Hackers Fake ChatGPT App to Spread Windows, and Android Malware
Since OpenAI launched the ChatGPT chatbot to the public in November of last year, this AI tool has quickly attracted billions of users due to its ability to answer most user questions, increase productivity, and provide both entertainment and practicality, making it a popular topic.
However, at the same time, criminals have found ways to take advantage of it. The Cyble Research and Intelligence Labs (CRIL) recently discovered several cases of malware being spread through ChatGPT, along with other cyber attacks.

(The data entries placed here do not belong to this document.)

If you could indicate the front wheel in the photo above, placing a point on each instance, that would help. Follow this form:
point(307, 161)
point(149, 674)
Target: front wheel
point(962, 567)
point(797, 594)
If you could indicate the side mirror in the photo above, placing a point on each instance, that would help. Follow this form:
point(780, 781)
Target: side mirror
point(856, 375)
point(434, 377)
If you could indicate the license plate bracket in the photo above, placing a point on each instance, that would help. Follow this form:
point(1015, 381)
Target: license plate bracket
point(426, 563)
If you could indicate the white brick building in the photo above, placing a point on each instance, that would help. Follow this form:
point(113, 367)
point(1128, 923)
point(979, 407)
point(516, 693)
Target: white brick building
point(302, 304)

Unofficial ChatGPT Social Media Page
CRIL detected several phishing websites promoting various types of malware through fraudulent advertising. In addition, some phishing websites are impersonating ChatGPT to steal credit card information. Meanwhile, various Android malware families are mimicking the icon & name of ChatGPT to mislead unsuspecting users, making them believe it is a genuine and reliable application, thereby infecting victims’ devices and conducting various malicious activities.

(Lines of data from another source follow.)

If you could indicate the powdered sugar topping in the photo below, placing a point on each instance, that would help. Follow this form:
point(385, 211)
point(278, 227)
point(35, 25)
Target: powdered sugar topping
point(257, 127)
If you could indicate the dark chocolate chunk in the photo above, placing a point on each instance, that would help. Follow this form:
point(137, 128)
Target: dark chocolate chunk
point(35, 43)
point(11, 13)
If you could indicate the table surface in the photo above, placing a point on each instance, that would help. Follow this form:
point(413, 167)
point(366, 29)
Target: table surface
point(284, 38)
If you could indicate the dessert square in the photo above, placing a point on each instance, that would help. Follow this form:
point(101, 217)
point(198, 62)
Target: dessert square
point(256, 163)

CRIL thoroughly investigated various similar domain names related to OpenAI and ChatGPT and found that they are being used for phishing attacks. In CRIL’s investigation, they found that these phishing websites are spreading several notorious malware families, including Lumma Stealer, Aurora Stealer, and clipper malware, among others.

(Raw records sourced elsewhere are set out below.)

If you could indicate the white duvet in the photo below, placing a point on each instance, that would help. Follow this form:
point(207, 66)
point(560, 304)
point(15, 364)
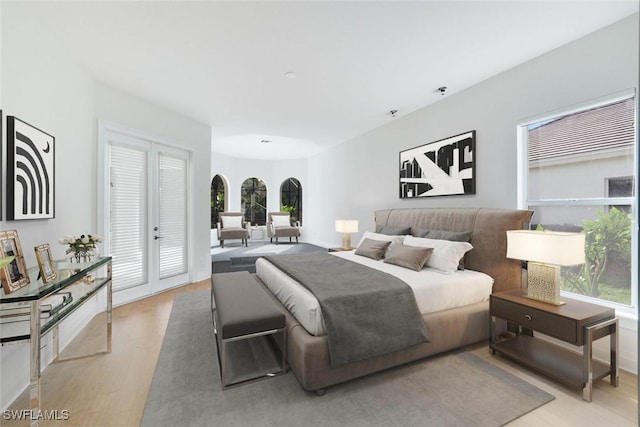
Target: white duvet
point(434, 290)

Fake OpenAI and ChatGPT Website
Another Fake OpenAI and ChatGPT Website
In addition to fake websites, CRIL also stated that it has found more than 50 false and malicious applications using similar ChatGPT icons and names for harmful activities. These applications include adware, spyware, SMS fraud, and other types of malware.
One example mentioned in the report is “chatGPT1”, a text message billing fraud application, while another is “AI Photo”, which contains Spynote malware that can steal call logs, contact lists, messages, and files from infected devices.
Malware stealing call log data from an infected device
Users need to be aware that ChatGPT is an online tool that only provides services on its official website at https://chat.openai.com/. The official website has not provided any related applications. Therefore, users should be cautious when dealing with any applications or websites claiming to provide ChatGPT services and carefully discern whether they are harmful.